Шар посветлел и в нем появилась голова могучего оленя, украшенная роскошными рогами. Голова повернулась вправо-влево, оглядывая собравшихся. Взгляд головы в конце концов остановился на Михаиле Юрьевиче. Олень в шаре поднял голову и трубно заревел. Да так, что у присутствующих заболели уши, а в сервантах рассыпались в мелкую крошку все без исключения хрустальные бокалы.
— Собрались, значил, — произнес олень. — Очень хорошо. Ишь, сколько паршивых овец! Сразу всех отматерю, не придется с каждым персонально разговаривать. Вы какого хрена тут устроили? Во что род превратили? По всей империи Оленевы славятся первыми кидалами. Самок своих распустили, слишком многое им позволяете. А эта сучка, что в императрицы пробралась? Почему ее до сих пор из рода не изгнали? Выходит, вы согласны с тем, что она натворила? Ну с ней я ещё поговорю, вставлю по первое число. Ишь, легко отделалась, за малым позорной казни избежала, а теперь решила мстить другим за свою же дурость.
В столовой наступила гробовая тишина. Главы родов побледнели, а Михаил Юрьевич и вовсе приобрёл меловый оттенок. Кто-то попытался сдернуть из-за стола, но не смог двинуться с места. Другой попробовал крикнуть, и тоже не сумел.
— Что, страшно стало? — ухмыльнулся олень. — Ничего, гадить я вам не запрещал. Готовьтесь, засранцы, сейчас я вам устрою и варфоломеевскую ночь, и утро стрелецкой казни. А потом публичный показ кузькиной матери. А начнем мы с тебя, дорогой мой Михаил Юрьевич. Ты что творишь, старый жадный ублюдок? А, ну ясно: крови Жабиных едва ни половина. Ты Песцову деньги перевел? А сколько времени уже прошло? Почему мне приходится за тебя перед песцом краснеть? Бери телефон, отдавай распоряжение. Чтобы завтра деньги ушли. Теперь подробно разберем прочие твои косяки, которые требуют исправления. А остальные пусть послушают. И не думайте, что пронесет. Каждый получит ровно то, что заслужил.
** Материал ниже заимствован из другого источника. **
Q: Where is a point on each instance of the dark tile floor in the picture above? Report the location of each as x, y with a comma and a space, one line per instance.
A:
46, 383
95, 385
Олень замолчал, и за дверями столовой стал слышен осторожный шорох: там явно собралась любопытная публика.
— Вот и зрители, то есть слушатели пожаловали, — съехидничал олень. — Не будем заставлять их ждать. Начнем.
В Санкт-Петербургском доме клана Песцовых
В воскресенье Олег в гимназию не поехал. Отправил на такси Каракалову и Щукину, пообещав вернуться утром к урокам. Ему хотелось попробовать акварель. Собирался он это сделать давно и вот, наконец, решился.
Установил мольберт у окна, так, чтобы видеть пейзаж вечернего города, залитого огнями, и принялся за дело. Вот только дело никак не шло. Не выходило на рисунке того впечатления, что он хотел передать. Ничего, у него будет время потренироваться. Он всё равно добьется своего.
Олег отступил на два шага, критически рассматривая свою работу. Он уже видел несколько ошибок. И видел, что исправить их уже не удастся. Придется начинать всё заново, но это будет в другой раз.
Вера неслышно поднялась в мастерскую и тихо, как мышка, села в сторонке. Она никогда прежде не наблюдала за художником со стороны. Ей было интересно следить за его эмоциями, быстро сменяющими одна другую. Олег открылся для неё с новой, неожиданной стороны. Не как пусть умный, неординарный, но несколько занудный и довольно угрюмый парень, а как человек, способный творить.
Сейчас, когда работа была очевидно закончена, Вера поднялась со своего места и бесшумно подошла ближе. Город на рисунке был как живой.
— Как здорово! — восхитилась она.
Олег обернулся.
— Хотел попробовать новую технику. А то скоро экзамены, потом армия. Закружит, затянет, и не успею. Увы, с первого раза многое не получилось, придется переделывать. Вот здесь и здесь не тот оттенок, должно быть светлее. А вот здесь и вовсе жуть.
Олег показывал какие-то места на картине, но Вера не видела никаких изъянов.
— Знаешь, если тебе не нравится, отдай мне, — попросила она, прервав критическую речь.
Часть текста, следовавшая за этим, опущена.